Contact with your customers
– In the Netherlands there are a few laws you should pay attention to with your web shop. There’s the “wet verkoop op afstand” which deals with the rights customers have as pertaining to returns. Your country might also have some regulations you should be aware of.
– If you live in the EU your identity should be clear on the website of your shop. Your name, location and email address are the minimum of information that needs to be there. It should be clear to which individual the web shop is linked to.
– Make it clear if taxes are included in your prices, if there are additional costs (shipping and handling for example) and what the conditions are. As soon as a customer has bought your product (and paid for it) you are committed to a contract with this customer.
– Be absolutely clear in your description what the product is that you’re selling so the customer won’t be confronted with (unpleasant) surprises.

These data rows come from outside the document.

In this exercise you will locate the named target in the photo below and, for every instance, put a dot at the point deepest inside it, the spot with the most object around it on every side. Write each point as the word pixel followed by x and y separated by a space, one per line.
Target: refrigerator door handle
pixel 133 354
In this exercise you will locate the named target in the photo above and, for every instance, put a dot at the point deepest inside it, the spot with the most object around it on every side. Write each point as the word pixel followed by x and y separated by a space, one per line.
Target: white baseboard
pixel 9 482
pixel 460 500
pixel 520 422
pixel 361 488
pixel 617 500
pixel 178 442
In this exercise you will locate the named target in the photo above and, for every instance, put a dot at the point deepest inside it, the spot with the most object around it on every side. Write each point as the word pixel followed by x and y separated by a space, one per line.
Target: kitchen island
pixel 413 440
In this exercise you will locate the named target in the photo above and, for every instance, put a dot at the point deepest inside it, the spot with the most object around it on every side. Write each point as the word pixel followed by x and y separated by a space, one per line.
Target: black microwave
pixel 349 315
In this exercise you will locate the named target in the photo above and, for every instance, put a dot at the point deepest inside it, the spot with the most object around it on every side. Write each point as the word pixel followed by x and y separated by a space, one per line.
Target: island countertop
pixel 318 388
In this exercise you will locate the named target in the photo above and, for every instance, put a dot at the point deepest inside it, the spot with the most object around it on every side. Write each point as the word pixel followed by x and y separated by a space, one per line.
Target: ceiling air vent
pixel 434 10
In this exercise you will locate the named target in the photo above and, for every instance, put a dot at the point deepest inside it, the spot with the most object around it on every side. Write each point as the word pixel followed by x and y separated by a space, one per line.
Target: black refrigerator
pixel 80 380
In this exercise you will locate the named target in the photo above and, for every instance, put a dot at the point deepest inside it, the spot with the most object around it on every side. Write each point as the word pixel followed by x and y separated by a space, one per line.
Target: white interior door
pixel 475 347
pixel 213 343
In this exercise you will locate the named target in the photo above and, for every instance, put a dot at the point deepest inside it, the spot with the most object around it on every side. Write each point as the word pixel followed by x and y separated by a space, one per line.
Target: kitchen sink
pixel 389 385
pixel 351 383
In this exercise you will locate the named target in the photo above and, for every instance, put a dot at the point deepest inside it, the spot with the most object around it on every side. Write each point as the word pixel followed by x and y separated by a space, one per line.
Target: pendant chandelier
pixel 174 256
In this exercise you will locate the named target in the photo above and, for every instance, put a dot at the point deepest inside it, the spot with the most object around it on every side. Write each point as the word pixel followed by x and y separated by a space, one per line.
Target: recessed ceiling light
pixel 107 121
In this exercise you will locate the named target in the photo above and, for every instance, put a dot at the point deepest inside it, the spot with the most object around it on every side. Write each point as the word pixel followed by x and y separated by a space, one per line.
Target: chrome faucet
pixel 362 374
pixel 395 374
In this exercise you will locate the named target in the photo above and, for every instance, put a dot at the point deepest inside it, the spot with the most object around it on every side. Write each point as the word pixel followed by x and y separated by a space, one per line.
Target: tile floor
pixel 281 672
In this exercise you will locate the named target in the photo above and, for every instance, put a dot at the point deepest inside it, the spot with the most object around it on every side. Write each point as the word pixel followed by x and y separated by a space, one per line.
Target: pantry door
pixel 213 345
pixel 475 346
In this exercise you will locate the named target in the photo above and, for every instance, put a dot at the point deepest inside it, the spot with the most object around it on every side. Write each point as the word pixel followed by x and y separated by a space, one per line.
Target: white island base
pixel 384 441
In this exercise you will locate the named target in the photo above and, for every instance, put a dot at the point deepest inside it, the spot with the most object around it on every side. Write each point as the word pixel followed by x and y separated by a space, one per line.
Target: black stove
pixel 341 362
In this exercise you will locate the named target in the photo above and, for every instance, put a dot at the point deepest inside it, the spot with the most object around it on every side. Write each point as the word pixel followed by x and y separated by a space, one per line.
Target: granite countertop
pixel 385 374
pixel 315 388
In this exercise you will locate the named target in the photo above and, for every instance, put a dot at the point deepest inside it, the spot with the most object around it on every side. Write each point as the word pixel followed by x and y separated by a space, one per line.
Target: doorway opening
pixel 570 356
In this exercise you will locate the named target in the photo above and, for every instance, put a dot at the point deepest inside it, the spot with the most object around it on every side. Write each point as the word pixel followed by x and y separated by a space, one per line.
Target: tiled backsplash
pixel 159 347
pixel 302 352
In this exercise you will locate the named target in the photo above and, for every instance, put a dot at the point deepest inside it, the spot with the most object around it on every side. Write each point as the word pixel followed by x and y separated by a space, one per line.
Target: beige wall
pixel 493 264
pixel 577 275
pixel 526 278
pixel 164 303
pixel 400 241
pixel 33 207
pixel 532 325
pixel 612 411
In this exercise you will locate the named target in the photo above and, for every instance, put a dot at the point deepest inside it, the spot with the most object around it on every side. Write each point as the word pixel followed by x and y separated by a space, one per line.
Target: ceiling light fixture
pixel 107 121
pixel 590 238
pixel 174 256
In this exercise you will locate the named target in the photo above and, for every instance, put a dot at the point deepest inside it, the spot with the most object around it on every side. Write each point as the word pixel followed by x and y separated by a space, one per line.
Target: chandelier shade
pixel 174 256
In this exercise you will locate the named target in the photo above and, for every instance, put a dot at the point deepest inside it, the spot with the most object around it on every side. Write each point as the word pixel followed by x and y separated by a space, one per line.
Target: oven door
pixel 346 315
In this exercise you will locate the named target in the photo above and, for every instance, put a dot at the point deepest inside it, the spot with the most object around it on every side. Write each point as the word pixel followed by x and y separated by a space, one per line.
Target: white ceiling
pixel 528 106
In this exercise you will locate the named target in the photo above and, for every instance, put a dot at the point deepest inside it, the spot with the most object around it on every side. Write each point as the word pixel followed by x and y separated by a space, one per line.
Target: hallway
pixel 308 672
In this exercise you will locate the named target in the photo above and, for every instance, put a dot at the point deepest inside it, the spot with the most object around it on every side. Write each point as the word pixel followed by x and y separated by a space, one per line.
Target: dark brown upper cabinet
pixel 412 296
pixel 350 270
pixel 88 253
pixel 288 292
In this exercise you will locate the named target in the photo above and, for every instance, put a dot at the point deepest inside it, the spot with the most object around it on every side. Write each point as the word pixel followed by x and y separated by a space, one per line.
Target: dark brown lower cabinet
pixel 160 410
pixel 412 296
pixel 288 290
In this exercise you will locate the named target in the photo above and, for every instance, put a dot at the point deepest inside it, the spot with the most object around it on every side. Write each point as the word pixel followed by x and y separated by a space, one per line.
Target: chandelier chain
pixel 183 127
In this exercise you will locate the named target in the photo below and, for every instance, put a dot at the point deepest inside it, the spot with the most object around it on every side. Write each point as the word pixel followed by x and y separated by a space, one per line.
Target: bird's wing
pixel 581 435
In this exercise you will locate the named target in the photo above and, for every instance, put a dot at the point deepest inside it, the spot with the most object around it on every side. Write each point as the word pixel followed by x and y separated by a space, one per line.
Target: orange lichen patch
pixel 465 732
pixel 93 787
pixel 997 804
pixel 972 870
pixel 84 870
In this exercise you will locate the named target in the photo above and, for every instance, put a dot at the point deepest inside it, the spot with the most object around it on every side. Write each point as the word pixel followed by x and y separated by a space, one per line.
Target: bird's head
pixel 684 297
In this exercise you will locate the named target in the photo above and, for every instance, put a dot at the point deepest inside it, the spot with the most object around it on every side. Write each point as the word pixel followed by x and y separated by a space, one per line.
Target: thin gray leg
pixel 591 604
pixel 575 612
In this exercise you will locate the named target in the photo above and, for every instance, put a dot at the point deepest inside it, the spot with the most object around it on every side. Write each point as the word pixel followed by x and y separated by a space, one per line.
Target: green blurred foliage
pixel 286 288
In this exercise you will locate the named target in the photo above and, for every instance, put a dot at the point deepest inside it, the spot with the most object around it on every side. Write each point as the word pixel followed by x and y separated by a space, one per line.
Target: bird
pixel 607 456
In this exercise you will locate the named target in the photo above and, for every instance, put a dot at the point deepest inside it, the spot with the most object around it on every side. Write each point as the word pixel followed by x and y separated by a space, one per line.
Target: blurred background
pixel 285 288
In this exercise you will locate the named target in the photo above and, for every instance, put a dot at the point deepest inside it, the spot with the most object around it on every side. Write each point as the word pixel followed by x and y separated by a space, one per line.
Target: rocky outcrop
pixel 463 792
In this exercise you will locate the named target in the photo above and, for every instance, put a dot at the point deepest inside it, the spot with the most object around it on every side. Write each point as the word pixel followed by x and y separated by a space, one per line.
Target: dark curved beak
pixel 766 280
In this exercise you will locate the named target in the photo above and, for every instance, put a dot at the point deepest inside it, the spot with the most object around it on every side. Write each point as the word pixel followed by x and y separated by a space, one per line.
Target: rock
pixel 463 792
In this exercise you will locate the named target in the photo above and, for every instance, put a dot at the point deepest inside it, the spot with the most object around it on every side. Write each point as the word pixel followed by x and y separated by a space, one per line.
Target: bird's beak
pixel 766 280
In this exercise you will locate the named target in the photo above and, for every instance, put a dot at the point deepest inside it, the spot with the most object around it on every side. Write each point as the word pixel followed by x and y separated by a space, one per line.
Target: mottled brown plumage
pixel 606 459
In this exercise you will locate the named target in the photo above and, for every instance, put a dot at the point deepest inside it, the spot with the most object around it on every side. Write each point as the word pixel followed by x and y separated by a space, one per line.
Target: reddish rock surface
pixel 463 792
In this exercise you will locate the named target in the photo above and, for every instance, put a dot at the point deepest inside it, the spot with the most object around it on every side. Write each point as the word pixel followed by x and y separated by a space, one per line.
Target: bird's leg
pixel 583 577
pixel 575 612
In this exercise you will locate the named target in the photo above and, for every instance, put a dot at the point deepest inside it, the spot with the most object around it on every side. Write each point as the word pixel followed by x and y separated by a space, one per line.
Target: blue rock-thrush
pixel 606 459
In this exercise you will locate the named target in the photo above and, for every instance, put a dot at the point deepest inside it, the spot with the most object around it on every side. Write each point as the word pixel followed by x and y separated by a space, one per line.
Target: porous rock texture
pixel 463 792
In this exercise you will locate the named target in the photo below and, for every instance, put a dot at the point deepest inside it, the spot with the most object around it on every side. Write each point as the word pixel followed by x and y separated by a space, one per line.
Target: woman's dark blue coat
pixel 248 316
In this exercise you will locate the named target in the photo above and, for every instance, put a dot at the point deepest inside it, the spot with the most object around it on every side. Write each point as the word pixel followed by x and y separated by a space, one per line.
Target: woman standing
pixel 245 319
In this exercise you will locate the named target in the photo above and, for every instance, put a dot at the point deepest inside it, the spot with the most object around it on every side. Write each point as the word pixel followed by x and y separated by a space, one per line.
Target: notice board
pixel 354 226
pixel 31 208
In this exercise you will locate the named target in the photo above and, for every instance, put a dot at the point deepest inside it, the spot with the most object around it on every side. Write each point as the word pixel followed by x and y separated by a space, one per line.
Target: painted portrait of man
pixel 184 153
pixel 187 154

– Consider what liabilities your products might be subject to and inform your (potential) customers about them. Is there a chance that great bag you made might stain on white clothing? Be honest about it in your description. If you’re honest about it you have an insurance if a client comes back to complain about your product.
What did I learn from this? A lot to be honest! And there is still so much to learn. To start I’m going to order some brochures and some books about subject. I am going to get myself informed. And more importantly: I’m going to inform my customers. I also learned that in a conflict the laws of the country where the customer lives are the ones that are valid. So firstly it really pays off to be absolutely clear in your item descriptions and shop policies. Secondly you might want to consider offering more customer service than you would ever demand yourself. Gaining a satisfied customer can have a lot more implications than winning a dispute.